The Star Tribune: MNsure Made Me Cry. My Three-Month Quest For Health Insurance
As a self-employed, small business owner, I had high hopes for the Affordable Care Act.  I was giddy at the thought of lowering my premium costs, which now total $6,000 a year for an individual policy with a very high deductible. Obamacare, as it is usually called, was passed in spring 2010, but didn't go into effect until this year.  I couldn't wait to sign up. If only it were that easy (Nancy Wurtzel, 3/19).

And on other health issues -

The New York Times' Opinionator: A Wedding In Intensive Care
There wasn't going to be a happy ending. The patient had metastatic cancer and had just gone through her third unsuccessful regimen of chemotherapy. Now it seemed that everywhere we looked, we found disease. ... I was just setting the clipboard aside when she raised a hand and told me, in a moment of lucidity: "Doc, do everything you can. I need to make it to my daughter's wedding." ... In today’s outcome-driven, efficiency-obsessed medical world, it's easy to forget that healing patients isn't just about treating diseases and relieving symptoms.

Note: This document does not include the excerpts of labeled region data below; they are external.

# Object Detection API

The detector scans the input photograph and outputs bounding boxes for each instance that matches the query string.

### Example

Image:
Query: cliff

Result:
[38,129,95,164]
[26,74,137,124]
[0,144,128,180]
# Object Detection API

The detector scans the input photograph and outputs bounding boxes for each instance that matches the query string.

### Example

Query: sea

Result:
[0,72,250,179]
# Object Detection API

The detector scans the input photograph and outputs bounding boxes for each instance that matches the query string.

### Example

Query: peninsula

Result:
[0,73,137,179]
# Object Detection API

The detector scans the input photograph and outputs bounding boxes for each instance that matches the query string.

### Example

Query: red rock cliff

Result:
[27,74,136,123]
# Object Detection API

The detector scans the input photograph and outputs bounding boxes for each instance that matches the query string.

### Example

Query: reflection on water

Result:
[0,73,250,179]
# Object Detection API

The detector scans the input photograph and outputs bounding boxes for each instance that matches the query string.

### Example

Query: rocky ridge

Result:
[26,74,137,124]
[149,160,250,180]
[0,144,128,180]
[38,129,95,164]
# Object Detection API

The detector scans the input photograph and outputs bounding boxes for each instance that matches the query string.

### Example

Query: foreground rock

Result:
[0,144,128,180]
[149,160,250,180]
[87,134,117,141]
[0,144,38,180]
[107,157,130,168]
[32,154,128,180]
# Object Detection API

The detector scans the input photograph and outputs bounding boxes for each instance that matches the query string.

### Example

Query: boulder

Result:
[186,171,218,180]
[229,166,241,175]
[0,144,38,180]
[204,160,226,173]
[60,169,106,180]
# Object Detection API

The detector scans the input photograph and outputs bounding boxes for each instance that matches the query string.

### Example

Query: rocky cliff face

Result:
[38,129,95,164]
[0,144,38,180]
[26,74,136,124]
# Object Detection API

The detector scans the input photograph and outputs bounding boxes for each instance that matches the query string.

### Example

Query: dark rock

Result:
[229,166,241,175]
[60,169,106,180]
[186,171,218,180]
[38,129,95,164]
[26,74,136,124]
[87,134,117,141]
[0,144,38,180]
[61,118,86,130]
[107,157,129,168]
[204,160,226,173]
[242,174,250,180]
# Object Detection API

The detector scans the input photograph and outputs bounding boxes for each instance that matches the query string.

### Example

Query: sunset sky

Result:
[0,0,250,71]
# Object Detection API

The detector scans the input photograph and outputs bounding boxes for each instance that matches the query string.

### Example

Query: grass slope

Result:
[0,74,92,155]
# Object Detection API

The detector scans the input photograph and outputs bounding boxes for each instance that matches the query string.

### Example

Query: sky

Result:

There are things doctors and nurses can do, meaningful interventions — like helping patients fulfill final goals or spend quality time with their families — that cannot be documented in a discharge summary or be converted into a blip on a screen (Haider Javed Warraich, 3/19).

Bloomberg: Psychotic? Homicidal? You Can Still Buy A Gun
Let's say your mental landscape is similar to that of Colby Sue Weathers back in 2012: suicidal, homicidal, paranoid, schizophrenic. Oh, and with a drug and alcohol problem. You are too disabled by mental illness -- schizophrenia was diagnosed in 2011 -- and recurring hospitalizations to work. You are not great about maintaining your psychotropic drug regimen, which you administer inconsistently and sometimes to woozy excess. And you have an occasional hankering, occasionally satisfied, to consume a fifth of liquor. In other words, your life is utterly out of control. One trouble you probably don't have -- provided you live in the U.S. -- is gaining access to a lethal firearm (Francis Wilkinson, 3/19).

The Washington Post: Relative Value Health Care: Some Obstacles
Last week I put up two posts (Health-care costs and the 'moral hazard' problem; Relative-value health insurance) about my idea of relative value health insurance ("RVHI"). RVHI could help control health-care cost inflation by providing consumers with the opportunity to purchase insurance that would cover only medical treatments that satisfy a specified cost effectiveness standard rather than all treatment with any expected medical benefit regardless of the size of that benefit or its cost. The government would facilitate a market by rating medical interventions provided for different conditions on a scale of 1 (most cost effective) to 10 (least cost effective). This would allow private insurers to offer, and consumers to purchase, insurance coverage of different "depths" at different prices. Today I’m going to discuss some of the most significant challenges to implementing such a system (Russell Korobkin, 3/19).

WBUR: Emergency Care 'Insult To Injury': Medical Bills That Make You Say What?!
I knew there were scads of financial horror stories out there that would make my $446 bill for an ear rinse look like chump change. But when I wrote about it last week — Lesson Of The $446 Ear Rinse: Medical Bills That Make You Say 'What?!' — little did I know that The Tampa Bay Times had just published a fabulous series documenting some truly astronomical-beyond-all-reason trauma center charges. … On a smaller scale, many readers' responses to the ear-rinse pricetag sounded a similar ER theme. One — whose cut knuckle didn't need stitches and so was treated with Neosporin and a Bandaid — was charged $600 (Carey Goldberg, 3/19).